Название: Kinder Than Solitude
Автор: Yiyun Li
Издательство: HarperCollins
Жанр: Современная зарубежная литература
isbn: 9780007357109
isbn:
Please make the time I have to spend with these strangers go fast so that I can come to you soon. She was about to finish the conversation, as usual, with an apology—always she asked too much of him while offering nothing in return—when the front door opened and then banged shut; the metal bell she had seen hanging from the door frame jingled and was hushed right away by someone’s hand. Aunt said something, and then Shaoai, who must have been the one who’d come into the house, replied with some sort of retort, though both talked in low voices, and Ruyu could not hear their exchanges. She looked through the mosquito netting at the curtain that separated the bedroom from the living room—a white floral print on blue cotton fabric—and at the light from the living room creeping into the bedroom from underneath the curtain.
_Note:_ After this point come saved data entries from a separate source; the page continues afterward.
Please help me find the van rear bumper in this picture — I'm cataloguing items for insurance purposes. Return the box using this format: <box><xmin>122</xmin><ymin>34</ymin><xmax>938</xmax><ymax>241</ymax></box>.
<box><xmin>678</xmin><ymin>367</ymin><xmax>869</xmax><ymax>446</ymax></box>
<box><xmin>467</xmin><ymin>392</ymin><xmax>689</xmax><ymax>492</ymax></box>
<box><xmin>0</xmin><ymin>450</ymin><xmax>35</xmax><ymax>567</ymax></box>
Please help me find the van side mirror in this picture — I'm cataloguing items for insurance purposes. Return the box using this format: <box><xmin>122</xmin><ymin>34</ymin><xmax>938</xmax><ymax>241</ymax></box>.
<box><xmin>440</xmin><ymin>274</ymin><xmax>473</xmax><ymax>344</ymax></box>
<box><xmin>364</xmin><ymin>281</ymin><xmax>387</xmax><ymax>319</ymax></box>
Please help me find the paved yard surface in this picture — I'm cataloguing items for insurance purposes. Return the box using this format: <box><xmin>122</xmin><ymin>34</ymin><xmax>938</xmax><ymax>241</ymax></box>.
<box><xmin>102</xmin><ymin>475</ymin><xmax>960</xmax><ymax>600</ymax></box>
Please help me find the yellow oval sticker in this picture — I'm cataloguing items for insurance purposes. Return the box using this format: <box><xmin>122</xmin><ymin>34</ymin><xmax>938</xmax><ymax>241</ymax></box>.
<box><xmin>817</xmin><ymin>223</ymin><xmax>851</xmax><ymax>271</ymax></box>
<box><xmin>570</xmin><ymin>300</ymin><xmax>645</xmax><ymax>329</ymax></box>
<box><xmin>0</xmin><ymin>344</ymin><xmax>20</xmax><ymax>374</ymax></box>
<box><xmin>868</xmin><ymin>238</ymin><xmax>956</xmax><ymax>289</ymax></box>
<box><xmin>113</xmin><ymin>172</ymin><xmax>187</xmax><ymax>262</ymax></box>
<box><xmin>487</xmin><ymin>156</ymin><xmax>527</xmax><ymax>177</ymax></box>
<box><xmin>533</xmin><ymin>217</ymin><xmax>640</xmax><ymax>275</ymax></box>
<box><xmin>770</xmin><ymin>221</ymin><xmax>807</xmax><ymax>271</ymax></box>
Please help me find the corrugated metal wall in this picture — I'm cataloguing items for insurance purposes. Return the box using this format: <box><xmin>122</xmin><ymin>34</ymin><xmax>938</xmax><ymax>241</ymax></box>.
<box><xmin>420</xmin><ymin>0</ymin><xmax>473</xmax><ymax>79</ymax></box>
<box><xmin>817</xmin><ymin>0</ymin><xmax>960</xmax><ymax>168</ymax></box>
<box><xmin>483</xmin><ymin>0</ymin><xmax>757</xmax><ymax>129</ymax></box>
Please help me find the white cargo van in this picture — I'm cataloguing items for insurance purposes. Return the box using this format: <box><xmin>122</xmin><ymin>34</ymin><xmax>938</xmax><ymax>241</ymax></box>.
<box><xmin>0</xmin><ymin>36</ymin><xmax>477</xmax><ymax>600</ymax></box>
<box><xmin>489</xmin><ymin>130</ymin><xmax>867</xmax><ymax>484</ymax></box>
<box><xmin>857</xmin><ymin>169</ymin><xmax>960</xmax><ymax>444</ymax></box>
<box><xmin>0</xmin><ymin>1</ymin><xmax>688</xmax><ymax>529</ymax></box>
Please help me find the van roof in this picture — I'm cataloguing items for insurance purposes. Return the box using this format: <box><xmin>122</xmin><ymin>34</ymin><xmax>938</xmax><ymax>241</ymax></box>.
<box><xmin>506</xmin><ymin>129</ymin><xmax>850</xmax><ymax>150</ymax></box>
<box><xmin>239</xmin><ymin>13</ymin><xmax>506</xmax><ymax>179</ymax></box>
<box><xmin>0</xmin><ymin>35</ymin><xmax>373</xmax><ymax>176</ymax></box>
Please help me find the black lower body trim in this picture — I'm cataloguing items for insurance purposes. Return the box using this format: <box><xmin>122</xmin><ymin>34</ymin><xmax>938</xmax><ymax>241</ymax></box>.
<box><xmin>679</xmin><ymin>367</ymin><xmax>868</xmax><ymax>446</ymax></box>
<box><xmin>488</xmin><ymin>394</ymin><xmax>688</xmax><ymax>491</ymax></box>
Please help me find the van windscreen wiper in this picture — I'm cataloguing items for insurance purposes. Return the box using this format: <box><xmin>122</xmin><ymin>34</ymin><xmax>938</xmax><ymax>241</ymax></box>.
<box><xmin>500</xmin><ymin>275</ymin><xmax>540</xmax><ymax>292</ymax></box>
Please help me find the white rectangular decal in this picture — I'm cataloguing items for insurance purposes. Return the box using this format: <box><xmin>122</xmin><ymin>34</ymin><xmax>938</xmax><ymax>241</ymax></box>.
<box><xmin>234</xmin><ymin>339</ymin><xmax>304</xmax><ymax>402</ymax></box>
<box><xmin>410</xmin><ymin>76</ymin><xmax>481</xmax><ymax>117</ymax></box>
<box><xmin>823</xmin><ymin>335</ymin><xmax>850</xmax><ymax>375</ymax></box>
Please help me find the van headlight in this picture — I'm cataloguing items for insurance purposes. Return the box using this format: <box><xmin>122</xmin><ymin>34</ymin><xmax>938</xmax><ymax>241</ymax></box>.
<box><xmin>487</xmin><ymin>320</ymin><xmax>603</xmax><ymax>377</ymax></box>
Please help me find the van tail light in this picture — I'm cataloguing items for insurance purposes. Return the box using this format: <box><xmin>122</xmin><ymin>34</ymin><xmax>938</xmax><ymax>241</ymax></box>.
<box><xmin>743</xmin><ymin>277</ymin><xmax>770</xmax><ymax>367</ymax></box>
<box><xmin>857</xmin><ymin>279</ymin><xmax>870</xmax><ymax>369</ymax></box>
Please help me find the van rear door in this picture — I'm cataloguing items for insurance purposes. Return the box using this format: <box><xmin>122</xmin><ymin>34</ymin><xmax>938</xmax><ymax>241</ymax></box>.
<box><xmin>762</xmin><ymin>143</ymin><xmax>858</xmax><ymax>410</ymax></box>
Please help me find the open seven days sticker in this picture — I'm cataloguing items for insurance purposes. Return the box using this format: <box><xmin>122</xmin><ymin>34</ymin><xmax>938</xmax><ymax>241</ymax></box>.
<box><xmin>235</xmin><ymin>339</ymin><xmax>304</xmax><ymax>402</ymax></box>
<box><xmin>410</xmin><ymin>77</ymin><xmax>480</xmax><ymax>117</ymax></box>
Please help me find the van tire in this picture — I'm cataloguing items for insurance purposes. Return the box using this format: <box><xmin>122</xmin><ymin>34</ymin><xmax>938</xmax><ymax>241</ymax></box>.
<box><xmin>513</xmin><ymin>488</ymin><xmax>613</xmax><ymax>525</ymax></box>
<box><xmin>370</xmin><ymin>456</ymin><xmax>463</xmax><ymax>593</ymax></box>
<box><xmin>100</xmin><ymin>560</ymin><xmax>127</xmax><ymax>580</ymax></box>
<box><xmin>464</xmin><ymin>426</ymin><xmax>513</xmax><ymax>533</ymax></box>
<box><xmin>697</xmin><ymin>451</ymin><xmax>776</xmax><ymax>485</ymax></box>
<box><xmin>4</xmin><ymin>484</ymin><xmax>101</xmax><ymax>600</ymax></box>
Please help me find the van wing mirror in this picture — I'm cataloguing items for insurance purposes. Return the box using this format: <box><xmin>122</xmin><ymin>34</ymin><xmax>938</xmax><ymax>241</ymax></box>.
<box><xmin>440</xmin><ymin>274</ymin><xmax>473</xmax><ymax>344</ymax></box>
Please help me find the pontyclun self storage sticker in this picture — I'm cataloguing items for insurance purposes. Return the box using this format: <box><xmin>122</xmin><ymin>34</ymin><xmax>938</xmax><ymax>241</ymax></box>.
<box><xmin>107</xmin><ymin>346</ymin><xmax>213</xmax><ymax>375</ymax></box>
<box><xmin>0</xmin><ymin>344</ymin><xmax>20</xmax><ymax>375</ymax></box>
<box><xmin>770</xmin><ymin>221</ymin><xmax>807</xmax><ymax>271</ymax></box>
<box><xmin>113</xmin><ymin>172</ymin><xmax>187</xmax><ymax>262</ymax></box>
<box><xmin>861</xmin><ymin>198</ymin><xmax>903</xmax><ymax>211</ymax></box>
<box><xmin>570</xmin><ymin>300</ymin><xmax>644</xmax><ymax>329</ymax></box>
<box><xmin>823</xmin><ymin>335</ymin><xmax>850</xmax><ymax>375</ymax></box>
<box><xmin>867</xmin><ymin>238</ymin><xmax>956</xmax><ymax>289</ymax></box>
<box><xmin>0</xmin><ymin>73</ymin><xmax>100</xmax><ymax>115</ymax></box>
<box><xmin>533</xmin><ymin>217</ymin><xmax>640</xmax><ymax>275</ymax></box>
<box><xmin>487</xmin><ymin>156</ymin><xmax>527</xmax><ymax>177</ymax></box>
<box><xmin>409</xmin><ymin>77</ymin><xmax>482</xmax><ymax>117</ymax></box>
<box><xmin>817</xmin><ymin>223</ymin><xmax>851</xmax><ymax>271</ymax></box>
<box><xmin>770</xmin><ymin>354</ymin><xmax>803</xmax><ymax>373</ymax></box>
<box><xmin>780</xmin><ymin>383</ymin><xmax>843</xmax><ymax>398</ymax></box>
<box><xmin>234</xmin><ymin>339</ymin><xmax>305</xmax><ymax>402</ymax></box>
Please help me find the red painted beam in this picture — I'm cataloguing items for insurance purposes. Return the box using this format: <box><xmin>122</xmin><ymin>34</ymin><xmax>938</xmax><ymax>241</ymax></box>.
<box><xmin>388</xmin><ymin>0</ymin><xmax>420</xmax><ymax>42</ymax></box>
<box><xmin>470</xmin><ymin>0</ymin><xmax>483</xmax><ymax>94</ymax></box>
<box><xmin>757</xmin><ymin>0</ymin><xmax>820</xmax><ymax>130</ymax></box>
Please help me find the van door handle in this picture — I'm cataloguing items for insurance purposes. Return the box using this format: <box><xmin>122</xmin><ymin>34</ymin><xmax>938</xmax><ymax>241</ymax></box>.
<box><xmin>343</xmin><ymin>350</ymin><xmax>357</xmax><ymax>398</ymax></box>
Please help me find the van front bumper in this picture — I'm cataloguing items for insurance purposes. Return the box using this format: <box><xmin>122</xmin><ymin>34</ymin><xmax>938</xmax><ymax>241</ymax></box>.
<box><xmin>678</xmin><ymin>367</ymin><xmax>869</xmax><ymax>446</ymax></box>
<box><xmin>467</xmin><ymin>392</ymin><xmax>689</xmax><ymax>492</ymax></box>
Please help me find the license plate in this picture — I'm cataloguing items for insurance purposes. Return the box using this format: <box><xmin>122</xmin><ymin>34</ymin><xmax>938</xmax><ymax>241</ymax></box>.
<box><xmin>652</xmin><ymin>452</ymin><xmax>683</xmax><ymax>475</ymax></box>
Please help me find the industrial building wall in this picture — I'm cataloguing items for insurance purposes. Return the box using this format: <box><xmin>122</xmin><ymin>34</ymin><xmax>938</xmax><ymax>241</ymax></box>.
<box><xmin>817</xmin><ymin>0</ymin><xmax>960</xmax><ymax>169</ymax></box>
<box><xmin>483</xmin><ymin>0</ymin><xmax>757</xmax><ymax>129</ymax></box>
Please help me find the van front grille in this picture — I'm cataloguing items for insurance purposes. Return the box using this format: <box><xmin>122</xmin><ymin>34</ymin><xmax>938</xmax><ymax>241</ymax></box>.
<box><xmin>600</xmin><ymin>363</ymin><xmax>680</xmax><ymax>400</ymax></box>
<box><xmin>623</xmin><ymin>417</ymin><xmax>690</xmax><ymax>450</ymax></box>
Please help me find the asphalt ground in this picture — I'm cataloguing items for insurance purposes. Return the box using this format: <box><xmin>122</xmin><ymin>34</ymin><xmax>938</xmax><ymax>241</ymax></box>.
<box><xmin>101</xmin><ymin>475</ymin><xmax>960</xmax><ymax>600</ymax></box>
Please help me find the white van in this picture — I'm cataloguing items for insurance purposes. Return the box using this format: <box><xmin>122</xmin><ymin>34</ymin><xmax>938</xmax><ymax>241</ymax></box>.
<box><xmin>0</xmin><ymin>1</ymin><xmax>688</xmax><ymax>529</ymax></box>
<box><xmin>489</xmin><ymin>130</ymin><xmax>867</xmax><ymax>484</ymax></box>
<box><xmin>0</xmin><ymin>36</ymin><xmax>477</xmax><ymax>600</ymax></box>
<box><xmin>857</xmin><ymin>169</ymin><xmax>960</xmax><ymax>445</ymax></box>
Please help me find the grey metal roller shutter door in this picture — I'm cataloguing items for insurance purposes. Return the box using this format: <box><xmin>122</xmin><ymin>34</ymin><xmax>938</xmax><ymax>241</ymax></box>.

The house, more than a hundred years old, had been built for traditional family life, the center of the house being the living room, the entries between the living room and the bedrooms open, with no doors. The smallest bedroom, no larger than a cubicle and located to the right of the main entrance, was the entire world occupied by Grandpa—Uncle’s father, who had been bedridden for the last five years after a series of strokes. Earlier in the evening, when Aunt had shown Ruyu around the house, she’d raised the curtain quickly for Ruyu to catch a glimpse of the old man lying under a thin, gray blanket, the only life left in his gaunt face a pair of dull eyes that rolled toward Ruyu. He had said something incomprehensible, and Aunt had replied in a loud yet not unkind voice that there was nothing for him to worry about. They were sorry they could not offer Ruyu her own bedroom, Aunt said, and then pointed to the curtain that hid Grandpa and added in a low voice: “Who knows. This room could be vacant any day.”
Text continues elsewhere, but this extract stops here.